NEW YORK (GenomeWeb News) – Shifts in the composition of the gut microbiome associated with inflammation can promote tumorigenesis, according to a paper appearing this week in mBio.

University of Michigan researchers characterized gut microbiome changes that took place during tumorigenesis in a mouse model of colon cancer and found that significant population shifts occurred. They also transplanted those cancer-related microbiomes and microbiomes from healthy mice into mouse donors, and discovered that mice that had received microbiomes from mice with cancer were more likely to develop the disease.

"We saw more than two times the number of tumors in mice that received the cancerous community [than in mice that received a healthy gut community]," senior author Patrick Schloss, an associate professor at the University of Michigan, said in a statement. "That convinced us that it is the community that is driving tumorigenesis. It's not just the microbiome, it's not just the inflammation, it's both."

Colorectal cancer was diagnosed in some 131,600 people in the US in 2010, and about 52,000 died from the disease, according to the US Centers for Disease Control and Prevention. Risk factors for colorectal cancer include eating red and processed meat, drinking alcohol, as well as chronic inflammation of the gastrointestinal tract. The UMich researchers noted that those risk factors are closely associated with changes to the community structure of gut microbes.

Turning to an inflammation-based mouse model of colorectal cancer, Schloss and his colleagues examined how the gut microbiome community structure changes during tumorigenesis. Tumorigenesis was initiated through the administration of the carcinogen azoxymethane and dextran sodium sulfate.

Using 16SrRNA gene sequencing performed on the 454 Titanium platform, they noted shifts in the microbiome, including enrichment of OTUs affiliated with members of the Bacteroides genus and declining numbers of OTUs linked to members of the genus Prevotella and unclassified genera in the family Porphyromonadaceae. They also noted a late-in-the-process bloom of a member of the Erysipelotrichaceae family.

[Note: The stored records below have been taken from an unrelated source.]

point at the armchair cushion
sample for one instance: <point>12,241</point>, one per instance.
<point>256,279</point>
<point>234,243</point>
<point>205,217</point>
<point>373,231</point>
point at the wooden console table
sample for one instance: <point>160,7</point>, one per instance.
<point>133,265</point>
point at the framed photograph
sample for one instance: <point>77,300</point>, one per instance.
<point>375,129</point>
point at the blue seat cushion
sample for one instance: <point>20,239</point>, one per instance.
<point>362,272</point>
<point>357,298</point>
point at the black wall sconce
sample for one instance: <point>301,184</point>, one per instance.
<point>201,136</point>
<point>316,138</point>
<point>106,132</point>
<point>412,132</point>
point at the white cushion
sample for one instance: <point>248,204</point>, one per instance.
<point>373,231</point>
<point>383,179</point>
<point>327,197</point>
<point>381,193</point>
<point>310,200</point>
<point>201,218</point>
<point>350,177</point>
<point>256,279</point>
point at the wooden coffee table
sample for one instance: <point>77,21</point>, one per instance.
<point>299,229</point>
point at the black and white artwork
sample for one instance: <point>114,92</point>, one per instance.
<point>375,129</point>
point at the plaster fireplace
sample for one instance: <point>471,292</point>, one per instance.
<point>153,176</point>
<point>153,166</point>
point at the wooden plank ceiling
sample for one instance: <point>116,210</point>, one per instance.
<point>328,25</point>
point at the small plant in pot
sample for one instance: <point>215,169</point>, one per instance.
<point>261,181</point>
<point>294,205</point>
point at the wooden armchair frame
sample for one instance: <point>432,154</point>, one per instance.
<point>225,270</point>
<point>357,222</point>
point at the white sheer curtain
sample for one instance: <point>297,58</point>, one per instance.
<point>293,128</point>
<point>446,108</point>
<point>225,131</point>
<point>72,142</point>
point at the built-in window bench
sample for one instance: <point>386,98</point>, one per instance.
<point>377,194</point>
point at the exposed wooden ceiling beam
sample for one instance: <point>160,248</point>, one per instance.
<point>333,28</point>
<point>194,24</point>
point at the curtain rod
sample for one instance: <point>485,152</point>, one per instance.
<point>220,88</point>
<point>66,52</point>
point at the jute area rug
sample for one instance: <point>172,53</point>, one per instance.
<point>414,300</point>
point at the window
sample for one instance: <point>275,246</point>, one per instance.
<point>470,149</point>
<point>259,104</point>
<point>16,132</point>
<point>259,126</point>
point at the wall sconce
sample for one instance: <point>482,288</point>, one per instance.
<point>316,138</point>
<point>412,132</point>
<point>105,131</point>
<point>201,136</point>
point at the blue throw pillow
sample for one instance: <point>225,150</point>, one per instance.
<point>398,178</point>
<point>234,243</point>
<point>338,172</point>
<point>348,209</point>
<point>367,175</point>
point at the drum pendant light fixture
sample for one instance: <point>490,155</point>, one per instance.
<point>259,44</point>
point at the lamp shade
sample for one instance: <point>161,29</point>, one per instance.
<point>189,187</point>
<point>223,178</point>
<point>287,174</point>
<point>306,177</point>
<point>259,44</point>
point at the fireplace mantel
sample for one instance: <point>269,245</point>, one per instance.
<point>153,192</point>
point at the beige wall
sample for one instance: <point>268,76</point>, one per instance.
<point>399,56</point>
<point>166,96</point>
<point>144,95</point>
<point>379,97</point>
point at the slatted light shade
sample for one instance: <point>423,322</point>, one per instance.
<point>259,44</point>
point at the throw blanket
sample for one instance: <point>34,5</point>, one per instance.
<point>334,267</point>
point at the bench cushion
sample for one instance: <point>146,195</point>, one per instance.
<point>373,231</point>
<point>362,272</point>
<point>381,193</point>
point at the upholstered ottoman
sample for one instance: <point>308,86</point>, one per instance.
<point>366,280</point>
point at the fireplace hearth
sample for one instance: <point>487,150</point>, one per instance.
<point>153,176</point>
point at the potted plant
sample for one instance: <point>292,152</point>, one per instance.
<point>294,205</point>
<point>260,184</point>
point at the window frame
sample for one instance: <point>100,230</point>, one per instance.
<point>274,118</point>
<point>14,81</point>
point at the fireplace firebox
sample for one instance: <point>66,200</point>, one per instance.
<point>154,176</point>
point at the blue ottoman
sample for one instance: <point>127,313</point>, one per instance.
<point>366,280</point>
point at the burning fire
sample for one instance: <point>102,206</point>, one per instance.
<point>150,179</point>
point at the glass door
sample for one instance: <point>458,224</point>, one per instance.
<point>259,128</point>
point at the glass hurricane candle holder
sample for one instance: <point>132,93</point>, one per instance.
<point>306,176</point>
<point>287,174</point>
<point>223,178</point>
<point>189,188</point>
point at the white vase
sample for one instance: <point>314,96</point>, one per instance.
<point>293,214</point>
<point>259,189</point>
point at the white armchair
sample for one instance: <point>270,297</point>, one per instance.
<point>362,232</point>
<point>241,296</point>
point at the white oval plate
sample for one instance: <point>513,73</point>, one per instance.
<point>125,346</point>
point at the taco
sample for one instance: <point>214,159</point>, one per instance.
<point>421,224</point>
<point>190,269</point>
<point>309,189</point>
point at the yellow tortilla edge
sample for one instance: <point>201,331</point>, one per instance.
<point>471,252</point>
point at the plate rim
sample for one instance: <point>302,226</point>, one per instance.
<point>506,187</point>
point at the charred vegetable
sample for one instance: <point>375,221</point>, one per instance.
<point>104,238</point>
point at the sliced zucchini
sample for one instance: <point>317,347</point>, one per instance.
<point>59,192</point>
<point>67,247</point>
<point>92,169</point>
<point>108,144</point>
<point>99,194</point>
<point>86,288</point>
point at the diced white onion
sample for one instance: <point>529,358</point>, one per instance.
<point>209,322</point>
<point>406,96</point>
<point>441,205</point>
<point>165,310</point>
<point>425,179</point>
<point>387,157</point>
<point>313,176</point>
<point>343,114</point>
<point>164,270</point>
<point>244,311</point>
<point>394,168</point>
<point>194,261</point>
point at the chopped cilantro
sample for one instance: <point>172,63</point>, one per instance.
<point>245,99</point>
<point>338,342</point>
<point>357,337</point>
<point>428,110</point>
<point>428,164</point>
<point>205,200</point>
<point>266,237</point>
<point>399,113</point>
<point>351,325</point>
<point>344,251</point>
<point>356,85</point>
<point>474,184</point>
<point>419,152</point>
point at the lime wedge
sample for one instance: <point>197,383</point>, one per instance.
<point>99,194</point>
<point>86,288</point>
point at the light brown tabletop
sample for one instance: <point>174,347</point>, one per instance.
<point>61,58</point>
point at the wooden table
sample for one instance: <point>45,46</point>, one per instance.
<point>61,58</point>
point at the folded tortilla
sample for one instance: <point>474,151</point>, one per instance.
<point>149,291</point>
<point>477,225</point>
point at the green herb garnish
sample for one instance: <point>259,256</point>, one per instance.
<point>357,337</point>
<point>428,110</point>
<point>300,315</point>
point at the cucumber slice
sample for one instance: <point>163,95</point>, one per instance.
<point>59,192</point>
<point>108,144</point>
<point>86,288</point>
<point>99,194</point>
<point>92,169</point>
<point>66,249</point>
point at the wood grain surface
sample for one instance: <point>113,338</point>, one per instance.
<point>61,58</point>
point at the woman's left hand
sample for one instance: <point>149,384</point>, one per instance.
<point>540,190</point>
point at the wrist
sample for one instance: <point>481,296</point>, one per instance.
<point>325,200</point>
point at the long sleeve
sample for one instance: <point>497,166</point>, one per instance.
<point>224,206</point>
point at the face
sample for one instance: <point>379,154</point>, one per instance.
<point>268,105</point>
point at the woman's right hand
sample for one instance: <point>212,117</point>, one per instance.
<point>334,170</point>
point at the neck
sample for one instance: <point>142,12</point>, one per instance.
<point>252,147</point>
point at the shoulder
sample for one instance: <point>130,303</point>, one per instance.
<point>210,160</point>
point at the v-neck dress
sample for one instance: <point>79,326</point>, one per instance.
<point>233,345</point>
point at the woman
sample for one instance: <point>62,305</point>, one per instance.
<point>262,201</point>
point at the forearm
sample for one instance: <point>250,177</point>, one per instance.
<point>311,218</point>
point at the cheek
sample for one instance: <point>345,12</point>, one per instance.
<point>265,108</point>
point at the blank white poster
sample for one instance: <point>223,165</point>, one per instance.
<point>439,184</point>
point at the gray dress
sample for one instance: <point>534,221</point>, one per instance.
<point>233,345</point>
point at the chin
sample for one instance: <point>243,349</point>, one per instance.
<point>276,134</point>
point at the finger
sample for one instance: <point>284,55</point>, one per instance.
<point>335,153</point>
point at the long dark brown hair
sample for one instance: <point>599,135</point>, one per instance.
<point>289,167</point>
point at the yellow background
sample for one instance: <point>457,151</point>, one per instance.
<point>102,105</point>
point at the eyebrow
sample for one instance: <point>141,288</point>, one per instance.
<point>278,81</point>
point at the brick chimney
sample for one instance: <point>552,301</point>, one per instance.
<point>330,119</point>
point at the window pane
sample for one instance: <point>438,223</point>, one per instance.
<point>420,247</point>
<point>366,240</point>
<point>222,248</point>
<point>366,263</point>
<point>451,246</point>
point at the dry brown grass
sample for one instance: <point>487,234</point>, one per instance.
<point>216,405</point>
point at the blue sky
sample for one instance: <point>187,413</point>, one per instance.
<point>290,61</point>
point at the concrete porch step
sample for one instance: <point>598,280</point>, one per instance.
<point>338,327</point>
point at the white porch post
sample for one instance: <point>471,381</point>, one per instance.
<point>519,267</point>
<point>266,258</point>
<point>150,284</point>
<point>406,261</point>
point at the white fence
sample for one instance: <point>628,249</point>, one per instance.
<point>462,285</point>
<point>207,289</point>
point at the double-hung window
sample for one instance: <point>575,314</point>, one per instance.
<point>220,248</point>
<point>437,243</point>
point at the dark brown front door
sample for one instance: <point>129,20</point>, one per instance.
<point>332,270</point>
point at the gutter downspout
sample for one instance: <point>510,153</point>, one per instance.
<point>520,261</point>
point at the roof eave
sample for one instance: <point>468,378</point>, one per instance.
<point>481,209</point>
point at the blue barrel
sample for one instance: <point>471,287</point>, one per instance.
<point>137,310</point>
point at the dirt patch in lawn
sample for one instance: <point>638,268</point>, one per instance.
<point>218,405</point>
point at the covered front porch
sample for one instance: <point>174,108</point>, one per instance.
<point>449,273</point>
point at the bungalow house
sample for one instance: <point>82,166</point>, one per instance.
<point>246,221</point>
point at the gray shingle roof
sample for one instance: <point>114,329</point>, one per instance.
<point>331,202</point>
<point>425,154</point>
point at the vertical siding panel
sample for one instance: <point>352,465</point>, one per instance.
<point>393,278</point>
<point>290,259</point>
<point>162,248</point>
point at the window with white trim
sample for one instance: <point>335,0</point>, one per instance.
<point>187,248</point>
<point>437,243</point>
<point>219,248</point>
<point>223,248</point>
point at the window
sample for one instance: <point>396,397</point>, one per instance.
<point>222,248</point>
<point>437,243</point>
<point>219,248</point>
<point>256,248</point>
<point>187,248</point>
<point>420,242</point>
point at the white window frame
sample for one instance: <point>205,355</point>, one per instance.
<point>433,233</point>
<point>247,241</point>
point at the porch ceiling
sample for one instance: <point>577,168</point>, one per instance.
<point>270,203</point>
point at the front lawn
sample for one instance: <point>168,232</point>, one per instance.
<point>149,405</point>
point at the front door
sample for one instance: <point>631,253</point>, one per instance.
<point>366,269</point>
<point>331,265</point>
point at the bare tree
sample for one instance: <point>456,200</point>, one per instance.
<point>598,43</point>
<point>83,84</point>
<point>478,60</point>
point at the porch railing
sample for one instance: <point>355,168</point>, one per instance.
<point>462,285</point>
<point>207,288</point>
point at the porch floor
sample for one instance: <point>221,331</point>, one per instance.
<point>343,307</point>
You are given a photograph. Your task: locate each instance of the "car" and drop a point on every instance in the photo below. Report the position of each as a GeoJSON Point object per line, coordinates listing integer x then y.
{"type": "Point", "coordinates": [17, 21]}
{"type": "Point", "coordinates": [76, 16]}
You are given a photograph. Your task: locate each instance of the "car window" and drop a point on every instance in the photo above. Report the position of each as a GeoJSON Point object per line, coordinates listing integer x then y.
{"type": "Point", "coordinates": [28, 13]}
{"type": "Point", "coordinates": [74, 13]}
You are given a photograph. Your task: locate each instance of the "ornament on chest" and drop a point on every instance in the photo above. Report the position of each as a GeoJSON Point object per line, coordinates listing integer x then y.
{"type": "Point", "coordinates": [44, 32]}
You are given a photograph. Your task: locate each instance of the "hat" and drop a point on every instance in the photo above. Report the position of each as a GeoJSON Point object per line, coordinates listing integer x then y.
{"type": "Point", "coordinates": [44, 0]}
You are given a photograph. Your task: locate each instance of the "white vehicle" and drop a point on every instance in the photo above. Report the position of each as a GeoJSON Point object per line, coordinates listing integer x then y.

Overall, the mice developed a median 14.5 tumors each. Further, they found that if the mice received an antibiotic cocktail they had fewer tumors.

At the same time, the researchers reported that there was increased infiltration by immune cells, epithelia damage, and submucosal edema, and other hallmarks of inflammation during the tumor-generating process.

To determine whether the observed changes to microbial gut community structure were enough to promote tumorigenesis, Schloss and his colleagues also inoculated germfree mice with feces and bedding from both healthy mice and the colon-cancer model mice. Those newly inoculated mice were then administered the same azoxymethane and dextran sodium sulfate tumor-generating cocktail.

The researchers noted that the microbiomes of the recipient mice contained all bacterial phyla and about 90 percent of the genus-level taxa that were in their donor samples.

Mice that received the microbiota from donors with cancer had a two-fold increase in tumor burden — and tumors that were larger in size — as compared to mice that were conventionalized with a healthy microbiome.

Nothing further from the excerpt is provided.